The silence this time was so long, he wondered if the creature had gone back to sleep, or into hiding, or whatever it did when he could not feel or hear it.
“In twelve long lives,” it said quietly at last, “no one has ever offered us a present.”
Penric is an insignificant younger brother of a minor Baron of a kingdom in the middle of nowhere. But on the way to his betrothal to the daughter of a rich cheese merchant, he stops to help a dying woman. Unfortunately, it turns out the woman is a sorcerer who carries a demon, and on her death, the demon transfers to the nearest suitable person — in this case, Penric.
Penric’s new demon has had twelve previous ‘Riders’, all of them women, and has learnt from all of them, so that it speaks to him in twelve different voices, rather like a squabbling tribe of older sisters in his head, and he calls her/them Desdemona. My favourite part of the story was watching the growing friendship of Penric and Desdemona as he gets used to having her always in his head, and she adapts to inhabiting a male body for the first time.
Possessing a demon makes Penric, young as he is, a de facto sorcerer, so he must learn how to manage his new powers while also being aware of those who would use him for political gain.
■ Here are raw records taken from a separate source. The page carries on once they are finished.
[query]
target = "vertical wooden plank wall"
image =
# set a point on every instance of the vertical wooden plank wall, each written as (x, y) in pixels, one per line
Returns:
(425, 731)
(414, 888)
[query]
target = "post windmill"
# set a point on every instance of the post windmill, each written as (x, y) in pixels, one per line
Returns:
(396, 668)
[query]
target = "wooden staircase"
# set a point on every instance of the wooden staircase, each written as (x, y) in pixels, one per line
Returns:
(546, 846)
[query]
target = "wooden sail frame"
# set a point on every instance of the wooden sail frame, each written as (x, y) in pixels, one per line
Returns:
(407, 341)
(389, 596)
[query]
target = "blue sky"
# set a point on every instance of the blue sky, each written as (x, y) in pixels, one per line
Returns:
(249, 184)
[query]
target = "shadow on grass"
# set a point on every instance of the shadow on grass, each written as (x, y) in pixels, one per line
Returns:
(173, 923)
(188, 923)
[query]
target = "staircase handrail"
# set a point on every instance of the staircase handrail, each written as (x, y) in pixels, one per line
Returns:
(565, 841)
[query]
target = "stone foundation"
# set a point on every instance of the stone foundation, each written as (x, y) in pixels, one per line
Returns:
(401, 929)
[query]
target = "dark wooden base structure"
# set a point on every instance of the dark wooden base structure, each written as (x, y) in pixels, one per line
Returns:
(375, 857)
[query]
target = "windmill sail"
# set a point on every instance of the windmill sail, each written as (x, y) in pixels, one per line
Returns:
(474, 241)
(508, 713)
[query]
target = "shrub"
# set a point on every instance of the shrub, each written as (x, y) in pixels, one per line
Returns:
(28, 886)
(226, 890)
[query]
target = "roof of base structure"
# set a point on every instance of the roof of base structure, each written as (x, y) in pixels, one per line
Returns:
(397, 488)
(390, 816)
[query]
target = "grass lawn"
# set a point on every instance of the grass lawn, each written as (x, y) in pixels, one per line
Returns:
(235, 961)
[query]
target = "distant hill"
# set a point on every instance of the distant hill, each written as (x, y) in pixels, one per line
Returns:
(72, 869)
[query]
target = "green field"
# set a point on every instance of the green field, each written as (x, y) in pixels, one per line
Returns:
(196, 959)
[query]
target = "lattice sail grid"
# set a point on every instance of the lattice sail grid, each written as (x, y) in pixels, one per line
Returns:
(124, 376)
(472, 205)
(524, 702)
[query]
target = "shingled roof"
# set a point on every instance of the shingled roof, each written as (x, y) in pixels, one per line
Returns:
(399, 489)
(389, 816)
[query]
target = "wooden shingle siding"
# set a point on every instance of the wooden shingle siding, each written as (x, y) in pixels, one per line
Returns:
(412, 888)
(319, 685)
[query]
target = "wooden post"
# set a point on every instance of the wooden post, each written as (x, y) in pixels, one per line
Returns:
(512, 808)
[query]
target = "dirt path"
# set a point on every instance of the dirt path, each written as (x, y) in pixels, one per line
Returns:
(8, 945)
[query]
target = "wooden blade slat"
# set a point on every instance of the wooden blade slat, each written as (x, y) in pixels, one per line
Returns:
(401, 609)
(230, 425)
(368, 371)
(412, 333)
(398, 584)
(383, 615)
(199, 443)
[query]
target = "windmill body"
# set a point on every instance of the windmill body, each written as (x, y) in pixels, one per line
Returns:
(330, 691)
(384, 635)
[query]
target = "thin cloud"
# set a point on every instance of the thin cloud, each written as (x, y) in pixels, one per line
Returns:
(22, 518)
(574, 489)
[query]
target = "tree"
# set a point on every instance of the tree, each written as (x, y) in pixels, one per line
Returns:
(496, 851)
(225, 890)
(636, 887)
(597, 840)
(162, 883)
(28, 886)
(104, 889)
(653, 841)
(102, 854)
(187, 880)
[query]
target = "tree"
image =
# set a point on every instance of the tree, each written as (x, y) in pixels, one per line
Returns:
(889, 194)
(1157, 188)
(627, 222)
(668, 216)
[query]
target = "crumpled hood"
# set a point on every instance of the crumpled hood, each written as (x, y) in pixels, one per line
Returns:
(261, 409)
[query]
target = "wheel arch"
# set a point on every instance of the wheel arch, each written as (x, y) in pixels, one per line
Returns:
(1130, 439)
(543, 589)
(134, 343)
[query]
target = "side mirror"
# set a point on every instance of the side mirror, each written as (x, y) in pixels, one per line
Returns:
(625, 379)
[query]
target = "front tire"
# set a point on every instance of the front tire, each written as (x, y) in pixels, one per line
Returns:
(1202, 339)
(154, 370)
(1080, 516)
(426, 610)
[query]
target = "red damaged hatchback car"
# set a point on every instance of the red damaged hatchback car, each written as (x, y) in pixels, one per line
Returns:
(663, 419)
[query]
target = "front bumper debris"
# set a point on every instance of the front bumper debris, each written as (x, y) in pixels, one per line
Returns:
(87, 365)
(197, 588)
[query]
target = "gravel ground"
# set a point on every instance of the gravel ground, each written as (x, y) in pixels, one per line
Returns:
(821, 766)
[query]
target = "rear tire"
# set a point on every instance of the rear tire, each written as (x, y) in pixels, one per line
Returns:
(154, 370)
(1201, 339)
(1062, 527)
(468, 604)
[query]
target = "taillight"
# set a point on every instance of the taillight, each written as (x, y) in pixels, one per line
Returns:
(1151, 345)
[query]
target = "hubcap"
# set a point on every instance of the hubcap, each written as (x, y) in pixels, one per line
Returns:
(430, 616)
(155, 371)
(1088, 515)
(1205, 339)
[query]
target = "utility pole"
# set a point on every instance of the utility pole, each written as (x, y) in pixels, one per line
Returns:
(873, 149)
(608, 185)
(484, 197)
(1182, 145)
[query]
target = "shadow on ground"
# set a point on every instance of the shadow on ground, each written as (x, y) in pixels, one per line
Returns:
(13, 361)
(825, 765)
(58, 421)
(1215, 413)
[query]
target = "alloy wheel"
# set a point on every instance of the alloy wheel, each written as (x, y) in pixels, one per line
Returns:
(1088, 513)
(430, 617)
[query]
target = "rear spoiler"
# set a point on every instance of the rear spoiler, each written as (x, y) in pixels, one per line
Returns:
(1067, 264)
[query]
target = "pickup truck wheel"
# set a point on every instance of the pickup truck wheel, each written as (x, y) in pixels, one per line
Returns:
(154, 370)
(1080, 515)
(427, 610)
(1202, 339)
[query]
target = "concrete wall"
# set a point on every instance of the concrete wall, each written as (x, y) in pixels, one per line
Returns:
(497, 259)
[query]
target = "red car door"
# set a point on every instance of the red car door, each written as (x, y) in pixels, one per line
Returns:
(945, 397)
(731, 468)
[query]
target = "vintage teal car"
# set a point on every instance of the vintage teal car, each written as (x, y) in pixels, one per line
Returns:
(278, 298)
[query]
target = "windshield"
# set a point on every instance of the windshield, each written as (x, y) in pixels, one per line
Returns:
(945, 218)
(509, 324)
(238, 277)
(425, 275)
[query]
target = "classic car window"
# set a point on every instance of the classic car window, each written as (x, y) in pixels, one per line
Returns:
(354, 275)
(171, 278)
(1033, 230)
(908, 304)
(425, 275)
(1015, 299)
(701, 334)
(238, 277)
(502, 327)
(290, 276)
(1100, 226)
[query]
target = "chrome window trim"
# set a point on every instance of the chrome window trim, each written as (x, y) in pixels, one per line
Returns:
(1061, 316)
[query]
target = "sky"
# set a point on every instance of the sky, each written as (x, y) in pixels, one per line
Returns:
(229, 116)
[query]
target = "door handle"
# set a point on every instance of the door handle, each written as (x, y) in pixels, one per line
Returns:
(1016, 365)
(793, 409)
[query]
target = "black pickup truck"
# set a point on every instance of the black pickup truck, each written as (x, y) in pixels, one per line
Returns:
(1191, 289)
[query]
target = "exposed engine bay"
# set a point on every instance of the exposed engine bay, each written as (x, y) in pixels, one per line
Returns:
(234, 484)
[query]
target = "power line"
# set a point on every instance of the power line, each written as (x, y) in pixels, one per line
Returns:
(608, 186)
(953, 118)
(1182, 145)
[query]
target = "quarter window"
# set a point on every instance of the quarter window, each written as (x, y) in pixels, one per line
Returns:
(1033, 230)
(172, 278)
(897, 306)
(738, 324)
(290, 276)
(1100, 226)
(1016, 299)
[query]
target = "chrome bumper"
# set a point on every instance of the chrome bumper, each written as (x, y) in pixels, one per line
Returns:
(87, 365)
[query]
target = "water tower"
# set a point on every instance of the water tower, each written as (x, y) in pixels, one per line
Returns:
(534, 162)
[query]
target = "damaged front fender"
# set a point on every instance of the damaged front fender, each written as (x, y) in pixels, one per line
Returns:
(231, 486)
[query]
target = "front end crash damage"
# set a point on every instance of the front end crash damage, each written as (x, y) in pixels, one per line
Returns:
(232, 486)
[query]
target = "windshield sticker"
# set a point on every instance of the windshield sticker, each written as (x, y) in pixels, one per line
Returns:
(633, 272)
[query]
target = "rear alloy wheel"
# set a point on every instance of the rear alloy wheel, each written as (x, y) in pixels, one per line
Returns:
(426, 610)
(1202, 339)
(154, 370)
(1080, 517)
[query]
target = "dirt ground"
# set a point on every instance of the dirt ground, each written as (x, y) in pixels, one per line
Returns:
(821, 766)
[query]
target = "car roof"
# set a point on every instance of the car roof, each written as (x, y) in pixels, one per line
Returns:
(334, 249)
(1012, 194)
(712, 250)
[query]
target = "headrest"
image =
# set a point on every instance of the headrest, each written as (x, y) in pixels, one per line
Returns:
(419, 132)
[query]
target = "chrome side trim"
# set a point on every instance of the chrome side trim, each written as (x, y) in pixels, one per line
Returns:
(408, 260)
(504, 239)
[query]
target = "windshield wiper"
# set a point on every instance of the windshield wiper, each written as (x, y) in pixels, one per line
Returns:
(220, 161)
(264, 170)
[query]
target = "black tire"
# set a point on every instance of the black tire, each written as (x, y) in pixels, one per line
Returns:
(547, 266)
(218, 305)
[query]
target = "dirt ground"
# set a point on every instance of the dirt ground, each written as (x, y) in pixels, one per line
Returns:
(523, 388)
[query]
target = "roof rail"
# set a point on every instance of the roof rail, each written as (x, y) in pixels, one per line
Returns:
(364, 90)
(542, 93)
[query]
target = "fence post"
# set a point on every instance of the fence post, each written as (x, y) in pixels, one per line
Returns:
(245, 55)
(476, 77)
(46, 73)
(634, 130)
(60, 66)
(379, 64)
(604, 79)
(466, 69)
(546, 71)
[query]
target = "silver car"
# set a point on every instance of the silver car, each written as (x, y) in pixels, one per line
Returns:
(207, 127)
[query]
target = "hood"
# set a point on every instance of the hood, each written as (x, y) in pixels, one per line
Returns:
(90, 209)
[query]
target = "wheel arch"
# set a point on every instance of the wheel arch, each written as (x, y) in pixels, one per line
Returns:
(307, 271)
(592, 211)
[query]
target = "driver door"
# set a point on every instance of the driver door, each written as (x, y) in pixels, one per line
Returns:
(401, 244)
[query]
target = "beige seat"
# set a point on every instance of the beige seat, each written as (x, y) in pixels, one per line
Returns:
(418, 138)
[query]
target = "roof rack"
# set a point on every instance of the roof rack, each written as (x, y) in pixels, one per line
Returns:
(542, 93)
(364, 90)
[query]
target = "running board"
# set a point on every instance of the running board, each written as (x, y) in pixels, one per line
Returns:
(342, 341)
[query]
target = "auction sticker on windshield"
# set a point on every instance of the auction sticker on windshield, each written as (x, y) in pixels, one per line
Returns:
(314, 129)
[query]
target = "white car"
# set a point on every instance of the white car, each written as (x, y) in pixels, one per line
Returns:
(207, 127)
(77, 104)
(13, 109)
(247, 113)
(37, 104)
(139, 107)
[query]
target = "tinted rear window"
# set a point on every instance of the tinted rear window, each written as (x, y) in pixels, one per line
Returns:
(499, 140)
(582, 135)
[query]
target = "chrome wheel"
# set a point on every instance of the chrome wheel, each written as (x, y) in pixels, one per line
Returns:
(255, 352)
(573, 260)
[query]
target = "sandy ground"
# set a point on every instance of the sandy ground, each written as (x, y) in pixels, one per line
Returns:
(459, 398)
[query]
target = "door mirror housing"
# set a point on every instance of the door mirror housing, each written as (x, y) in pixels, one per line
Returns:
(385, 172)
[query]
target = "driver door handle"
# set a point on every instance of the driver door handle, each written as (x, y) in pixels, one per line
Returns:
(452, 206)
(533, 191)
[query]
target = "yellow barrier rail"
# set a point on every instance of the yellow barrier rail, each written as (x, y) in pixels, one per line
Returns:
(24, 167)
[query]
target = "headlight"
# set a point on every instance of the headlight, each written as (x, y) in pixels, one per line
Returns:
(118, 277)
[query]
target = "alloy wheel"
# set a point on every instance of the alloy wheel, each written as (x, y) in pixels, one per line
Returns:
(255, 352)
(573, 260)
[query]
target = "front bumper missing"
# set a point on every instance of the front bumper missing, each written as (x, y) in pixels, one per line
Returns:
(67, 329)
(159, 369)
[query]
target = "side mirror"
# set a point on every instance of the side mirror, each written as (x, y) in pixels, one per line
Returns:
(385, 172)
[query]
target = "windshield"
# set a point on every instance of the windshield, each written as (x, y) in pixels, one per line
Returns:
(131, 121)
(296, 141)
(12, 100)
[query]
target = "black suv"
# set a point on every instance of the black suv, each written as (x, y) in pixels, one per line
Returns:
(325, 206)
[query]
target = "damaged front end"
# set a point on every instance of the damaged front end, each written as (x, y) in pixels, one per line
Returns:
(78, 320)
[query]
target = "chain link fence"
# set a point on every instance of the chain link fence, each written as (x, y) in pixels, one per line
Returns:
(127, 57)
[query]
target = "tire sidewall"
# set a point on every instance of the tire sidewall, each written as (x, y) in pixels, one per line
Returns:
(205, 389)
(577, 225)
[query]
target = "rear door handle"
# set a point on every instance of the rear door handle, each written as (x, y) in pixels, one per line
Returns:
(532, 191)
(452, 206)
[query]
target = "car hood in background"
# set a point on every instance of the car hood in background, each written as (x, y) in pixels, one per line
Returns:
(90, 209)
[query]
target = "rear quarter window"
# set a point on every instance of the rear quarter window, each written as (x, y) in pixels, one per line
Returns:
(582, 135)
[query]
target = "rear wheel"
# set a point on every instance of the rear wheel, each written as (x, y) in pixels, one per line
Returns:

Penric’s Demon is a novella, which makes it a quick yet satisfying read, set in The World of the Five Gods like Bujold’s previous Chalion books. You don’t need to have read those to enjoy this, however, and Penric’s story is a good introduction to that world and its theology. Whereas the Chalion stories are set in a country based on alternative medieval Spain, Penric’s story is set in a version of Britain in the dark ages, and you can spot the nods to actual historical events if you are interested (although this isn’t necessary to enjoy the story).